Kala itu Dedi Mulyadi menyebut akan menindak tegas orangtua yang terlalu ikut campur dalam proses pendislipinan siswa di sekolah.
Menurut Dedi Mulyadi jika orangtua tidak bersedia anaknya dihukum guru apabila berbuat kesalahan, sebaiknya anaknya tidak usah bersekolah dan dididik secara mandiri.
"Hari ini orangtua takluk pada anaknya, kemudian anaknya juga tidak bisa dihukum oleh gurunya di sekolah, karena gurunya takut dikriminalisasi," ucap Dedi Mulyadi dikutip TribunJakarta.com dari Instagram, pada Kamis (16/10/2025).

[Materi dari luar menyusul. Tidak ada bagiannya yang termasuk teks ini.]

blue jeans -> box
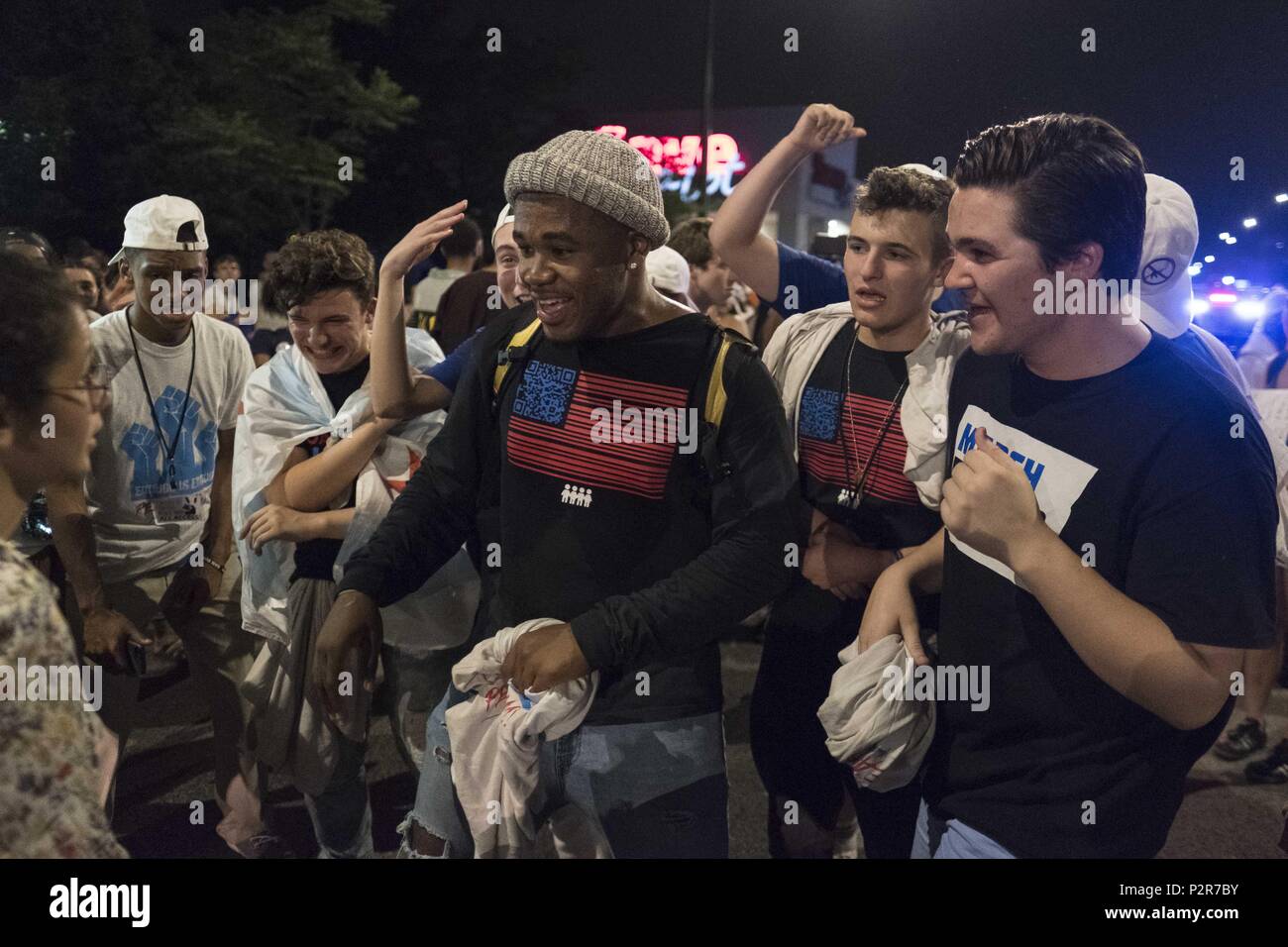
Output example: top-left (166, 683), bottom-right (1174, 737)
top-left (398, 686), bottom-right (729, 858)
top-left (912, 798), bottom-right (1015, 858)
top-left (304, 733), bottom-right (375, 858)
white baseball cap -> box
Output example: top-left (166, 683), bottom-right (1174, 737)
top-left (108, 194), bottom-right (210, 265)
top-left (492, 204), bottom-right (514, 248)
top-left (899, 161), bottom-right (948, 180)
top-left (644, 246), bottom-right (690, 296)
top-left (1136, 174), bottom-right (1199, 339)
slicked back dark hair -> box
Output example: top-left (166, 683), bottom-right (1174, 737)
top-left (854, 167), bottom-right (956, 263)
top-left (953, 112), bottom-right (1145, 279)
top-left (0, 253), bottom-right (80, 414)
top-left (265, 230), bottom-right (376, 312)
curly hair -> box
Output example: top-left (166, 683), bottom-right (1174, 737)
top-left (265, 230), bottom-right (376, 312)
top-left (854, 167), bottom-right (954, 263)
top-left (0, 253), bottom-right (80, 412)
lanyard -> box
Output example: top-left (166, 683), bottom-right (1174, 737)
top-left (125, 312), bottom-right (200, 489)
top-left (841, 327), bottom-right (909, 510)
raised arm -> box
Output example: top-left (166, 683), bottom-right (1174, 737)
top-left (711, 104), bottom-right (867, 299)
top-left (371, 201), bottom-right (467, 419)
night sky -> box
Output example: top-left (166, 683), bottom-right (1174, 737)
top-left (412, 0), bottom-right (1288, 278)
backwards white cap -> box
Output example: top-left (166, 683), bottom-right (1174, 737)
top-left (644, 246), bottom-right (690, 296)
top-left (108, 194), bottom-right (210, 265)
top-left (492, 204), bottom-right (514, 246)
top-left (899, 161), bottom-right (948, 180)
top-left (1136, 174), bottom-right (1199, 339)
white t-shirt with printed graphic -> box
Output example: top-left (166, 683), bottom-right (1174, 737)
top-left (85, 309), bottom-right (255, 582)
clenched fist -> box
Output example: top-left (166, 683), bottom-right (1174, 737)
top-left (787, 103), bottom-right (868, 152)
top-left (939, 428), bottom-right (1047, 570)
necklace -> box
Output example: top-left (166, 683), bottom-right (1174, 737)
top-left (125, 304), bottom-right (197, 489)
top-left (840, 326), bottom-right (909, 510)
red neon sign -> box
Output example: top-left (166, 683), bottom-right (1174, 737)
top-left (595, 125), bottom-right (743, 176)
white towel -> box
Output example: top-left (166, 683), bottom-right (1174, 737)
top-left (447, 618), bottom-right (608, 858)
top-left (818, 635), bottom-right (935, 792)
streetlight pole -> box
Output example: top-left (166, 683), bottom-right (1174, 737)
top-left (698, 0), bottom-right (716, 217)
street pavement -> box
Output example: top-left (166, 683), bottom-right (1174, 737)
top-left (115, 640), bottom-right (1288, 858)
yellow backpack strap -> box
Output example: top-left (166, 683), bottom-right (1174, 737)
top-left (702, 334), bottom-right (733, 430)
top-left (492, 320), bottom-right (541, 398)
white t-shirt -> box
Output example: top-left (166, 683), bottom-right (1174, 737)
top-left (85, 309), bottom-right (255, 582)
top-left (411, 269), bottom-right (465, 313)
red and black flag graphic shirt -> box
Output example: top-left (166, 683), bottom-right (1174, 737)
top-left (796, 323), bottom-right (939, 549)
top-left (340, 305), bottom-right (807, 724)
top-left (773, 322), bottom-right (940, 636)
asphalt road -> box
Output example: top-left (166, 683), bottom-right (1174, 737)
top-left (116, 642), bottom-right (1288, 858)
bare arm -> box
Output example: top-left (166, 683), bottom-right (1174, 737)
top-left (371, 269), bottom-right (452, 420)
top-left (241, 504), bottom-right (355, 553)
top-left (940, 428), bottom-right (1243, 729)
top-left (1015, 523), bottom-right (1243, 729)
top-left (265, 420), bottom-right (394, 513)
top-left (711, 104), bottom-right (867, 299)
top-left (202, 428), bottom-right (236, 566)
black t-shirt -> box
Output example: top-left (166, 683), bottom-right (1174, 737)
top-left (291, 356), bottom-right (371, 582)
top-left (774, 322), bottom-right (940, 638)
top-left (924, 335), bottom-right (1278, 858)
top-left (340, 303), bottom-right (807, 724)
top-left (499, 313), bottom-right (720, 723)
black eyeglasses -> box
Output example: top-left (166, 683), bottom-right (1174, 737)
top-left (39, 362), bottom-right (112, 411)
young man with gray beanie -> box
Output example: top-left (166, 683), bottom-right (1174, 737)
top-left (314, 132), bottom-right (808, 857)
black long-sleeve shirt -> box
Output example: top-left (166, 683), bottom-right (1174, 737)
top-left (340, 305), bottom-right (807, 724)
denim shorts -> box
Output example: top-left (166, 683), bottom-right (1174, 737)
top-left (912, 798), bottom-right (1015, 858)
top-left (399, 686), bottom-right (729, 858)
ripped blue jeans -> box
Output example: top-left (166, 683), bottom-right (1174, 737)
top-left (398, 686), bottom-right (729, 858)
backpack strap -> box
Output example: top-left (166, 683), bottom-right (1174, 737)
top-left (492, 318), bottom-right (541, 404)
top-left (698, 327), bottom-right (755, 485)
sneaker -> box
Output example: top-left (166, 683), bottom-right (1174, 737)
top-left (232, 831), bottom-right (295, 858)
top-left (1243, 740), bottom-right (1288, 783)
top-left (1212, 716), bottom-right (1266, 760)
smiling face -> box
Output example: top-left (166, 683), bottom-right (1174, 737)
top-left (492, 223), bottom-right (532, 309)
top-left (514, 193), bottom-right (638, 342)
top-left (0, 308), bottom-right (107, 496)
top-left (944, 187), bottom-right (1060, 356)
top-left (121, 250), bottom-right (206, 330)
top-left (842, 209), bottom-right (949, 333)
top-left (286, 288), bottom-right (376, 374)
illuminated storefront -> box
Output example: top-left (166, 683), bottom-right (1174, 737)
top-left (593, 106), bottom-right (857, 250)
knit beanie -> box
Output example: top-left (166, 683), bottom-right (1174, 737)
top-left (505, 132), bottom-right (671, 250)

"Ini masalah. Dan saya ke depannya akan tegas, kalau orangtua mencampuri sistem pendidikannya di sekolah, dia ngatur gurunya, dia ngatur kepala sekolahnya, dia mengintervensi, makan akan saya putuskan anak itu tidak bisa sekolah dimanapun,"
"Silahkan didik oleh orangtuanya," imbuhnya.
Dedi Mulyadi lalu bercerita pernah menutup sebuah sekolah, karena guru di sana dipersekusi oleh warga lantaran memberikan sanksi kepada muridnya.
"Saya pernah menutup sebuah sekolah, karena ada anak oleh gurunya dikasih sanksi, sekampung menyerang gurunya," kata Dedi Mulyadi.
"Saya ancam kampung itu, saya akan tutup sekolah ini dan saya tidak peduli di sini tidak ada sekolah, kalau sikap mental orangtuanya tidak berubah. Ini penting!" imbuhnya.
Ia kemudian mengingatkan orangtua untuk bersikap tegas kepada anak, dan tidak selalu memanjakannya apalagi jika mereka berbuat salah.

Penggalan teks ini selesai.